Caminamos por sendas de vegetación frondosa durante una hora. En el camino pudimos bañarnos en pozas de agua cristalina, como los cenotes de Yucatán, donde recogimos caracolas que crecen en aquel recodo de la selva. Más adentro, al pie de una cascada pasea todos los días un ermitaño llamado Miguel, con su melena al viento y su espíritu gozando de la misma libertad que sus antepasados. Presumía el lacandón de pertenecer a una etnia que ha despreciado la ganadería, porque las vacas requieren de pastos, los pastos necesitan deforestación y la deforestación destruye la selva que es lo que a él le hace sentirse maya. Miguel no reivindicaba nada pues lo tenía todo. Junto a aquella cascada resplandeciente entre las lianas podía entender su conformismo que transmitía la misma calma del nómada mongol sobre las dunas del Gobi. “Soy más libre que tú –dijo en el desierto- porque tengo menos pertenencias”.
Daniel Landa
Aquí el turismo era todavía escaso y volvimos a disfrutar del atractivo de los lugares poco accesibles. Mientras en Chichén Itzá el gentío acude a una especie de museo al aire libre, en Yaxchilán es más fácil sentirse un explorador. Fabio nos hablaba de las ceibas gigantes y de aquellos que antes de los años 90’ debían caminar largas jornadas por la selva para contemplar lo mismo que nosotros mirábamos tras un paseo en barca.

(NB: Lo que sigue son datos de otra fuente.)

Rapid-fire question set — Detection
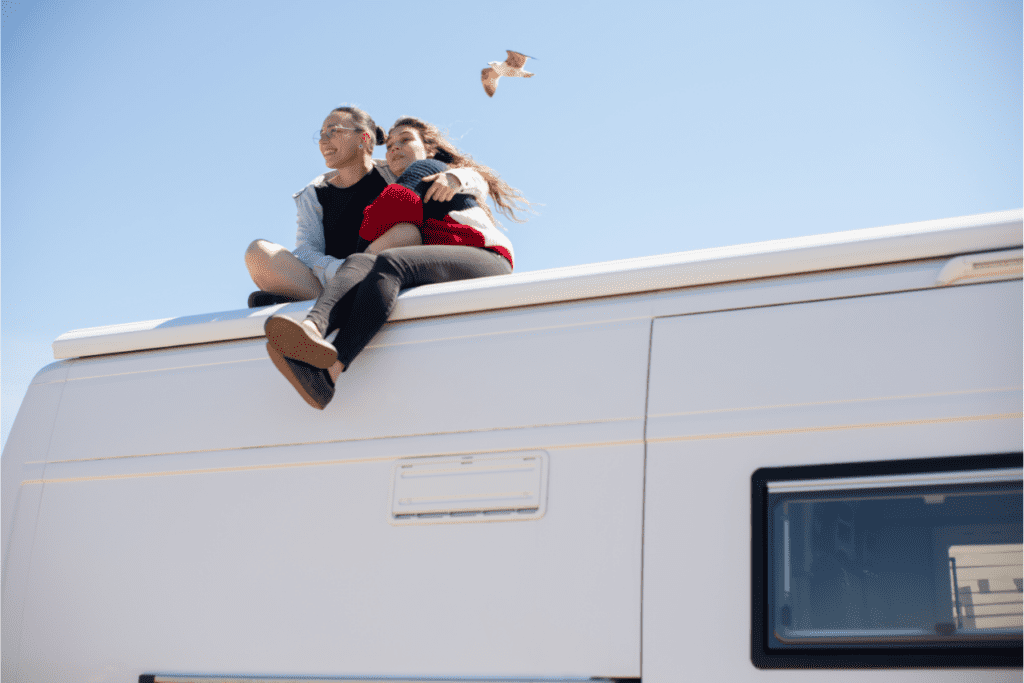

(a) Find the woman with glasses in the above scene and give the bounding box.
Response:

Durante unas horas, traté de perderme, que es la situación perfecta para reencontrarse con la Historia. Sin el tumulto de los turistas se escuchan las aves de la selva, el concierto de aire y ramas. Sentí varias veces el sobresalto de una estela tallada en piedra. Escrité la mirada de antiguos gobernantes esculpidos y fui así, con la retina llena de relieves, escalinatas y pirámides verdes, dejamos Yaxchilán, que pertenece a la selva. Allí sobrábamos los demás.
Esa misma tarde Manlio nos condujo hasta el corazón de la selva Lacandona, donde viven dispersas las últimas comunidades de los mayas más mayas de México: los lacandones. Visten con túnicas blancas y lucen un pelo largo y negro.